Message Mer 03 Déc 2008 | 17:04  Répondre en citant

Ah ! La gardienne de l'étage exulta.

Qui imposait ses règles du jeu à l'autre, à présent ? Un couteau sous la gorge, difficile de lutter, n'est-ce pas ? Inévitablement, on en revenait toujours à la force des armes. Un rapport de force ne peut se régler… que par la force.
La domination est le seul rapport que peut avoir avec autrui celui qui est dépourvu d'humanité.

Toutefois, l'enthousiasme de l'agente retomba, et elle ne fut soudain plus aussi sûre de l'étendue de son emprise sur le mouchard — qui allait enfin cracher le morceau ! — : ne pas oublier qu'il était venu ici, dans des buts que lui seul connaissait — plus pour très longtemps — poussé par des motivations déplaisantes, qu'il pouvait tout à fait être encore dans son domaine, dans une autre de ses énièmes tentatives de manipulation.
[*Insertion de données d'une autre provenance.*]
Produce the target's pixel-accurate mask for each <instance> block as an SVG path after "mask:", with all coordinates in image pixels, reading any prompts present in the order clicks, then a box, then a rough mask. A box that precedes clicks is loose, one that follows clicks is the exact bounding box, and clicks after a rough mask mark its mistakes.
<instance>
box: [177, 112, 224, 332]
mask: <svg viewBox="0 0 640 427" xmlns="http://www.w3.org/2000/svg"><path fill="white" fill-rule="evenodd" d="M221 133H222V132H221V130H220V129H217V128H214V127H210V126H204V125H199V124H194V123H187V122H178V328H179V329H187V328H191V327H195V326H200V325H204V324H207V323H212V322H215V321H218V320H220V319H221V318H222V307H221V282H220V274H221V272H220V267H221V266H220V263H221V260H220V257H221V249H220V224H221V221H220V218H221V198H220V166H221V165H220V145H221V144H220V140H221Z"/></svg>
Peut-être que tout cela était prévu depuis le départ, qu'il devait se faire capturer pour livrer aux forces du Directeur de la désinformation ou… une diversion.

Mais l'interrogatoire mettrait fin à toute cette ambivalence… quelle que soit son issue.

Et puis, au pire des cas, elle pouvait toujours compter sur les autres, n'est-ce pas ?
Les autres ?
Oui, quelqu'un avait bien laissé entendre que "les locaux" n'acceptait pas de visiteurs, qu'ils risquaient de leur causer des ennuis, quelques instants plus tôt, non ? Ce qui suggèrait fortement la présence d'autres gardiens…
Rassurant. Blessant, mais rassurant.

Si vous tentez le moindre coup tordu…
…elle ne savait pas ce qu'elle ferait ; en attendant, elle dirigea lentement l'inconnu vers la pièce où elle venait de prendre le… oh, c'était un coupe-papier ?…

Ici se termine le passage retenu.